Page Nav

HIDE

Grid

GRID_STYLE

Reviews

SHOW_BLOG

Trabzon Havalimanı yine kapatıldı: 58 milyon lira çatlaktan aktı gitti!

Geçen yıl pistteki çatlaklar için düzenlenen gizli kapaklı ihaleyle, 58 milyon liraya 200 gün süren onarımdan geçen Trabzon Havalimanı, acil...

Geçen yıl pistteki çatlaklar için düzenlenen gizli kapaklı ihaleyle, 58 milyon liraya 200 gün süren onarımdan geçen Trabzon Havalimanı, acil bakım için yine kapatıldı. Prof. Dr. Osman Bektaş, “Yıllardan beri Karadeniz’in dalgaları havalimanının altını sürekli oya oya bu hale getirdi. Sırtımda cüppe yerine, başımda takke olsa belki sözüm tutulur, bu noktaya gelinmezdi” dedi...


Yılda 30 bin uçağın inip kalktığı Türkiye’nin en yoğun havalimanlarından Trabzon Havalimanı bugün uçuşlara kapatıldı. Tüm uçuşlar iptal edildi. Seferler Ordu-Giresun Havalimanı’na yönlendirildi.

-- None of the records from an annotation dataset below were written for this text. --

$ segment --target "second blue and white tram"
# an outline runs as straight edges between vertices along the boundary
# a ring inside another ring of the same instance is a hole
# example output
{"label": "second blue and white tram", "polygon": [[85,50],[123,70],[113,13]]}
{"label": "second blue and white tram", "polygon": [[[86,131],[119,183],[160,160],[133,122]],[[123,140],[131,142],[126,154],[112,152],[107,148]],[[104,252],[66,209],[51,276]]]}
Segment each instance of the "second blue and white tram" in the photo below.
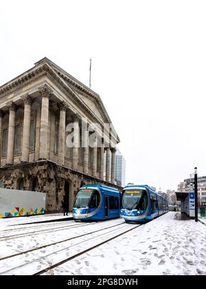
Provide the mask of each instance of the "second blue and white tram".
{"label": "second blue and white tram", "polygon": [[120,217],[146,222],[168,211],[168,201],[148,185],[128,185],[122,191]]}

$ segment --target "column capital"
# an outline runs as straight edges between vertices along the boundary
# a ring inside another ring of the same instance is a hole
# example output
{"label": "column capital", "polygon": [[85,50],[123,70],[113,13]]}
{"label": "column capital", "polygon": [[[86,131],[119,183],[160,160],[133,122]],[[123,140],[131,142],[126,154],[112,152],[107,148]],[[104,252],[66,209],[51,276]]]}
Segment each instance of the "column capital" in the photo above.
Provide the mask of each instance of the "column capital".
{"label": "column capital", "polygon": [[79,114],[76,114],[71,117],[73,122],[78,122],[81,119],[81,116]]}
{"label": "column capital", "polygon": [[10,111],[16,111],[16,105],[15,105],[14,103],[12,103],[12,102],[9,103],[8,104],[7,107],[8,107]]}
{"label": "column capital", "polygon": [[42,97],[47,97],[50,98],[52,95],[52,90],[49,89],[48,85],[45,85],[44,86],[38,88],[38,92]]}
{"label": "column capital", "polygon": [[111,147],[111,151],[113,153],[115,153],[115,152],[117,151],[117,149],[115,147]]}
{"label": "column capital", "polygon": [[64,101],[62,101],[60,103],[57,105],[58,108],[61,111],[66,111],[69,108],[68,105]]}
{"label": "column capital", "polygon": [[32,105],[32,99],[29,96],[28,94],[25,94],[25,96],[21,96],[21,98],[22,100],[23,101],[24,105]]}

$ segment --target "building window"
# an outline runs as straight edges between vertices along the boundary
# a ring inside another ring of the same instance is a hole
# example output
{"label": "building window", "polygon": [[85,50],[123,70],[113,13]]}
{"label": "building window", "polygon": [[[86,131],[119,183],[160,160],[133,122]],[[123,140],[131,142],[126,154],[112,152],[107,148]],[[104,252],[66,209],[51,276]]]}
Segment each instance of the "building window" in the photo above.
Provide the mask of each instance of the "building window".
{"label": "building window", "polygon": [[24,190],[24,187],[23,187],[23,178],[21,178],[17,182],[17,190],[21,190],[23,191]]}
{"label": "building window", "polygon": [[8,146],[8,129],[4,129],[2,133],[1,155],[3,157],[7,156],[7,146]]}
{"label": "building window", "polygon": [[91,168],[93,162],[93,149],[92,147],[89,147],[89,160],[88,160],[88,166]]}
{"label": "building window", "polygon": [[32,191],[34,192],[38,191],[38,177],[35,177],[32,181]]}
{"label": "building window", "polygon": [[30,122],[30,151],[34,151],[34,136],[35,136],[35,122],[32,120]]}
{"label": "building window", "polygon": [[69,158],[70,158],[70,160],[72,160],[73,158],[73,147],[69,148]]}
{"label": "building window", "polygon": [[56,122],[55,125],[55,147],[54,153],[58,153],[58,134],[59,134],[59,123]]}
{"label": "building window", "polygon": [[20,125],[16,125],[15,127],[15,140],[14,140],[14,154],[20,153]]}
{"label": "building window", "polygon": [[97,171],[100,171],[100,153],[99,150],[98,150],[97,153]]}
{"label": "building window", "polygon": [[83,159],[84,159],[84,148],[79,147],[79,153],[78,153],[78,162],[80,164],[83,164]]}

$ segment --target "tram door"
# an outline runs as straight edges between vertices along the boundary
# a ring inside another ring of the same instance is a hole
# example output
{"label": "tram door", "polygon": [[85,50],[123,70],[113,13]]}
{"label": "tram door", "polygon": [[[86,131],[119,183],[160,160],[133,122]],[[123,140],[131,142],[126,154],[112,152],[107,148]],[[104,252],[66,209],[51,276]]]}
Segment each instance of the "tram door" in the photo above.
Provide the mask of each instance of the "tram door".
{"label": "tram door", "polygon": [[108,196],[104,195],[104,217],[108,217]]}

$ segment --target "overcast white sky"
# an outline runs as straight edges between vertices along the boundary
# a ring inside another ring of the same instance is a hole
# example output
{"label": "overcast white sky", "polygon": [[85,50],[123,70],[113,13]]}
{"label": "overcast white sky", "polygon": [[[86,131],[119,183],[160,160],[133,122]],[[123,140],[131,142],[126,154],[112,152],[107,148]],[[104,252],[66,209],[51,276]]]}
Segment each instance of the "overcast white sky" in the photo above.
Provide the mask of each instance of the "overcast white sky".
{"label": "overcast white sky", "polygon": [[206,1],[0,0],[0,85],[47,56],[98,93],[126,182],[206,175]]}

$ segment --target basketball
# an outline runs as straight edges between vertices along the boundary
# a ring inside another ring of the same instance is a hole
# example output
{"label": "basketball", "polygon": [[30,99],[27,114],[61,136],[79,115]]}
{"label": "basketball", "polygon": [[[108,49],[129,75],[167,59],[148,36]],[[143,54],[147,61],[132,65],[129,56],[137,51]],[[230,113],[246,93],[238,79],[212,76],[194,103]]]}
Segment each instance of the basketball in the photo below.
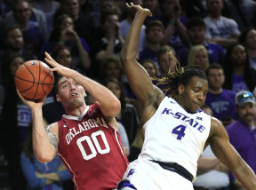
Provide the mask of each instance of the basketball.
{"label": "basketball", "polygon": [[40,60],[24,62],[16,71],[15,84],[20,94],[30,100],[45,98],[54,85],[52,71]]}

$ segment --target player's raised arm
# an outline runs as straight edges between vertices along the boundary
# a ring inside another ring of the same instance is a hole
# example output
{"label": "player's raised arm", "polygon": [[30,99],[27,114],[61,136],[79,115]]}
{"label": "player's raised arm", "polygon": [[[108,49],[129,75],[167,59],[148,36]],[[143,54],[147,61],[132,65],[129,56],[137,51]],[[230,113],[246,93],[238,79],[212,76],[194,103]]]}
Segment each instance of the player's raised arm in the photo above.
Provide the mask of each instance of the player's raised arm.
{"label": "player's raised arm", "polygon": [[53,67],[51,70],[57,71],[66,78],[72,78],[83,86],[99,103],[100,111],[105,116],[115,117],[119,114],[120,101],[108,88],[73,69],[61,66],[47,52],[45,52],[45,61]]}
{"label": "player's raised arm", "polygon": [[[44,128],[44,123],[43,120],[42,107],[44,99],[34,102],[32,100],[26,99],[22,97],[20,91],[17,90],[17,93],[23,102],[31,109],[32,123],[33,123],[33,150],[36,157],[41,162],[50,162],[55,156],[58,147],[58,127],[52,127],[51,137],[48,136]],[[54,138],[54,139],[53,139]]]}
{"label": "player's raised arm", "polygon": [[151,12],[140,5],[133,5],[133,4],[131,5],[126,4],[126,5],[130,9],[135,9],[137,12],[125,37],[121,61],[132,91],[140,100],[145,102],[148,95],[154,92],[154,89],[147,71],[136,61],[136,53],[143,21],[147,16],[151,16]]}
{"label": "player's raised arm", "polygon": [[250,166],[229,143],[228,133],[216,119],[212,119],[210,145],[214,154],[223,162],[247,190],[256,189],[256,176]]}

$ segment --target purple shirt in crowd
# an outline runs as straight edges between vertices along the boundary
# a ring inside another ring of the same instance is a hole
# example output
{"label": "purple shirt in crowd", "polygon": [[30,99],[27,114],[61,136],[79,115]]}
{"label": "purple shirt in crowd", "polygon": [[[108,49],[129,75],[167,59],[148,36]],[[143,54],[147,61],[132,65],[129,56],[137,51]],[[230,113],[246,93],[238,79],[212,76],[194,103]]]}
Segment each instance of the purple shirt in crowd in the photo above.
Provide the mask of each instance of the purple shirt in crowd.
{"label": "purple shirt in crowd", "polygon": [[[256,119],[254,119],[256,122]],[[232,123],[226,128],[230,143],[239,153],[245,162],[256,173],[256,129],[252,131],[250,126],[241,120]],[[235,179],[231,172],[230,181]]]}
{"label": "purple shirt in crowd", "polygon": [[235,105],[236,92],[223,89],[220,94],[207,93],[204,104],[209,106],[213,116],[219,120],[232,117],[237,119]]}
{"label": "purple shirt in crowd", "polygon": [[[204,43],[204,47],[208,51],[208,58],[209,63],[219,63],[223,65],[224,59],[225,59],[225,52],[223,48],[215,44],[209,44]],[[187,44],[183,46],[180,51],[177,52],[178,59],[180,63],[180,66],[187,66],[188,64],[188,57],[189,53],[189,50],[191,49],[191,44]]]}

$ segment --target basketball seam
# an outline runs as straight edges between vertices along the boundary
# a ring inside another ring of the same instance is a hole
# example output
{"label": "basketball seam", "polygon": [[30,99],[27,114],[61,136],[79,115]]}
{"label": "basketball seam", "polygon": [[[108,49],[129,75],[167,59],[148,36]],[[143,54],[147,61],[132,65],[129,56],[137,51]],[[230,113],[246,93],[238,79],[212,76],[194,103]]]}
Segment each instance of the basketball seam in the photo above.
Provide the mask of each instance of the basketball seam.
{"label": "basketball seam", "polygon": [[47,74],[47,75],[44,78],[43,84],[42,84],[42,90],[43,90],[43,91],[44,91],[44,93],[45,96],[46,96],[46,93],[45,93],[45,91],[44,91],[44,81],[45,81],[45,79],[48,77],[48,75],[50,75],[50,73],[51,73],[51,70],[49,71],[49,73]]}
{"label": "basketball seam", "polygon": [[[39,64],[39,77],[38,77],[38,83],[40,82],[40,76],[41,76],[41,65],[40,65],[40,61],[37,60],[38,64]],[[36,93],[37,93],[37,90],[38,90],[38,87],[39,87],[39,84],[36,86],[36,92],[35,92],[35,95],[33,97],[33,99],[35,99],[35,97],[36,96]]]}

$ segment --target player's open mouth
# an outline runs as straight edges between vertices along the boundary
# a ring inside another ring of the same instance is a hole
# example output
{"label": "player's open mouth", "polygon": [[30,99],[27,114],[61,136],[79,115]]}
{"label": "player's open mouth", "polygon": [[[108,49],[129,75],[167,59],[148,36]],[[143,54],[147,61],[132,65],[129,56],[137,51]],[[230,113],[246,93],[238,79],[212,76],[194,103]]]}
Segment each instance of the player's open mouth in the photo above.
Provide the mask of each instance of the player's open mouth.
{"label": "player's open mouth", "polygon": [[71,93],[71,97],[77,97],[77,96],[78,96],[78,93],[76,93],[76,92]]}

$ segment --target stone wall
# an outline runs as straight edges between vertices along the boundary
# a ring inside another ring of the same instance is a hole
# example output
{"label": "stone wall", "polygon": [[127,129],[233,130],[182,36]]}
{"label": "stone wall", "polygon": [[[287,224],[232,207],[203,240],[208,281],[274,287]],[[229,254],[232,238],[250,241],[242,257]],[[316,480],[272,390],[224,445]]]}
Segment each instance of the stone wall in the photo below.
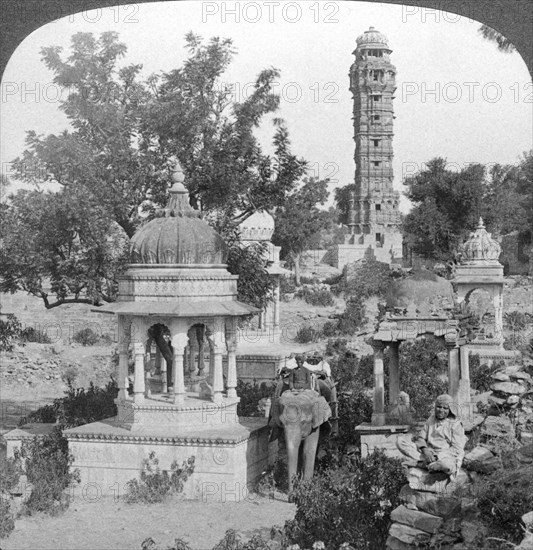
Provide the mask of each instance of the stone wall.
{"label": "stone wall", "polygon": [[40,298],[25,292],[0,295],[2,318],[14,314],[24,327],[46,334],[55,343],[70,343],[81,329],[90,328],[102,337],[116,342],[117,325],[114,315],[92,312],[88,304],[64,304],[46,309]]}
{"label": "stone wall", "polygon": [[531,242],[526,242],[518,231],[514,231],[502,236],[501,247],[499,261],[504,265],[505,275],[527,275],[532,254]]}

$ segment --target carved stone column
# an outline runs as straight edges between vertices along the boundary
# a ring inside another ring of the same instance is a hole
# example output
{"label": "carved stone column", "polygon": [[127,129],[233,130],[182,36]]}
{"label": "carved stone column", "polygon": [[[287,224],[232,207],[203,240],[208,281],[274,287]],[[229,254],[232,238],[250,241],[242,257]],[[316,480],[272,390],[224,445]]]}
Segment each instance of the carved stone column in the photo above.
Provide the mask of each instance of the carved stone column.
{"label": "carved stone column", "polygon": [[124,401],[128,398],[128,365],[129,346],[131,341],[131,322],[123,315],[118,316],[118,368],[117,385],[118,399]]}
{"label": "carved stone column", "polygon": [[174,357],[172,360],[172,382],[174,385],[174,404],[183,405],[185,403],[185,373],[183,358],[185,347],[187,346],[187,333],[181,330],[179,321],[171,323],[172,348]]}
{"label": "carved stone column", "polygon": [[276,277],[274,284],[274,334],[279,334],[279,277]]}
{"label": "carved stone column", "polygon": [[144,350],[145,346],[142,342],[133,344],[133,354],[135,357],[135,372],[133,377],[133,400],[135,403],[144,402]]}
{"label": "carved stone column", "polygon": [[380,340],[373,340],[374,349],[374,410],[372,424],[374,426],[385,425],[385,378],[383,372],[383,350],[385,345]]}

Kapatma gerekçesi “aydınlatma ve bazı eksiklikler” olarak açıklandı ama uzmanlar buna şüpheyle yaklaşıyor. Zira böyle bir nedenle uluslararası bir havalimanının bütün uçuşlarının iptal edilmesi ve tamamen kapatılması pek rastlanan bir şey değil.

Uzmanlara göre kapatmanın gerekçesi pistte oluşan çökme ve çatlaklar. Uzun yıllardır devam eden çatlak ve çökmeler birkaç yıldır daha ağır bir tabloda seyretmeye başladı.

Tanıdık müteahhide 58 milyon liralık gizli ihale

Çatlaklar ve çökmelerin çoğalması üzerine geçtiğimiz yıl gizli bir ihale yapıldı. 58 milyon liralık onarım ihalesi AKP iktidarının en çok kamu ihalesi alan gözde müteahhitlerinden MAKYOL’a özel davetle verildi. Havalimanındaki onarım tam 200 gün sürdü.


Onarım bitti ama çatlamalar devam etti

Herkes özellikle Trabzonlular rahatladı derken sorunun çözülmediği ortaya çıktı. Çünkü pistte peş peşe çatlaklar oluşmaya devam etti. 20 Ağustos’ta oluşan çatlaklar nedeniyle bütün uçuşlar durduruldu, pist kapatıldı. Geçici önlemler alındıktan sonra pist tekrar açıldı. Aynı sorun geçtiğimiz günlerde de tekrarlanınca Ulaştırma Bakanlığı pisti bir gün boyunca tamamen kapatma kararı almak zorunda kaldı.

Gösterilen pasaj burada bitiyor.